The number of U.S. workers filing for unemployment fell to near a pandemic-era low last week, in a sign of ongoing labor market recovery.
Initial filings for unemployment insurance, a proxy for layoffs, came in at 375,000 for the week ending Aug. 7, a drop of 12,000 from the previous week’s revised level of 387,000, the Labor Department said in a statement (pdf). Initial claims hit a pandemic-era low of 368,000 in the week ending July 10 before ticking back up.
While the drop in jobless claims reflects the dynamics of a rebounding economy, the number remains well above the pre-pandemic weekly average of about 220,000, suggesting that the employment recovery is still far from complete.
“Welcome improvement is seen with the new jobless claims numbers, essentially in line with expectations,” Bankrate senior economic analyst Mark Hamrick wrote in an emailed statement to The Epoch Times.
Economists polled by Reuters had predicted 375,000 initial filings. At the height of the pandemic-driven lockdowns last spring, initial jobless claims hit a series record of more than 6 million.
“Of course, new claims reflect recent job loss, rather than the pace of hiring as such,” Hamrick wrote. “The newly unemployed who are inclined to work should face generally positive prospects, an employment safety net, so to speak.”

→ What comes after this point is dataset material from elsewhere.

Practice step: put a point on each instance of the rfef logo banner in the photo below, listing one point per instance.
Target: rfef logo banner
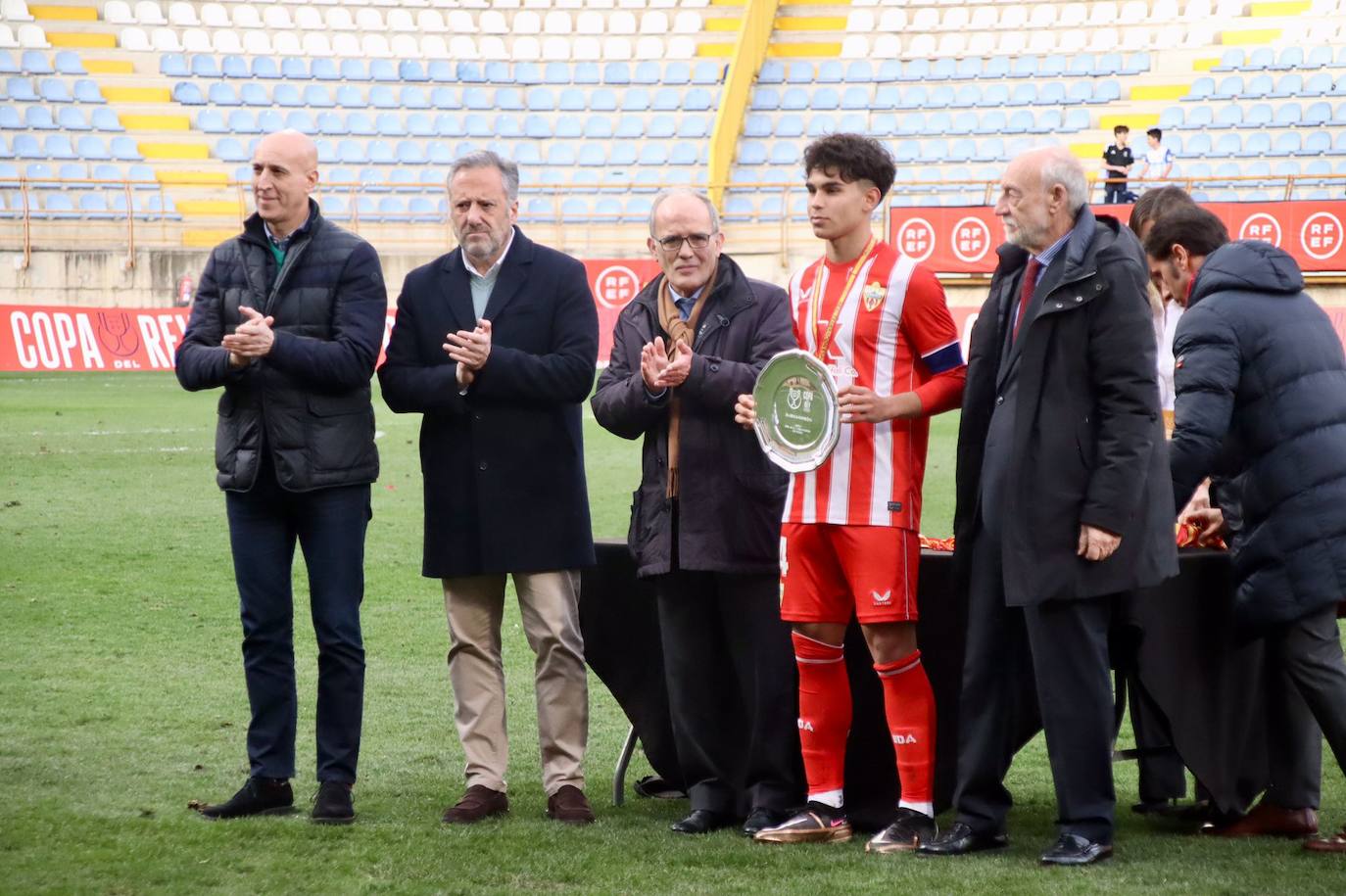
(77, 338)
(964, 240)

Job openings in the United States surged to a record high of more than 10 million in June, while hiring lagged behind that figure by more than 3 million, painting a picture of an economic recovery being held back by business hiring difficulties. About 8.7 million people are officially unemployed.
The Labor Department’s Job Openings and Labor Turnover Survey (JOLTS), released Aug. 9, showed that the number of job vacancies increased by 590,000 to 10.1 million on the last day of June, led by gains in professional and business services, retail trade, and accommodation and food services.
“This is by far the record amount of job openings the economy has ever had. This historically elevated level makes clear that we have a severe worker shortage that threatens what should be a prolonged economic boom,” Curtis Dubay, senior economist at the U.S. Chamber of Commerce, said in a statement.
Some Republicans and economists have blamed generous unemployment benefits—in particular, the federal pandemic jobless compensation boost—for sidelining workers by discouraging them from taking jobs. In the face of business hiring woes, some two dozen states have moved to end their participation in the extended federal unemployment programs early.
Clouding the prospects for continued labor market recovery are fears that rising COVID-19 cases, driven by the Delta variant of the virus, could have a cooling effect on the economy.
“On the downbeat side of the ledger, restaurant reservations and airline travel appear to be seeing some impacts from the surge in the Delta variant, which could weigh on economic activity here in the second half of the year,” Hamrick said. “These impacts could be quickly reversed if we see a substantial easing in the case numbers.”
Still, there are other indications of solid improvement in the job market, including the recent drop in the unemployment rate to 5.4 percent and steady hiring reflected in payrolls gains over the past two months. The Labor Department’s jobs report, released Aug. 6, shows that nonfarm payroll employment rose by 943,000 in July, topping the 850,000 jobs U.S. employers added in June—a sign that the economy enjoyed a solid burst of job growth.
The labor market recovery has a long way to go, however. While economic output has fully bounced back to its pre-pandemic levels, the employment recovery is trailing. After shedding 22.4 million jobs in the first two months of the pandemic, the U.S. economy has recovered about 15.6 million jobs since May 2020.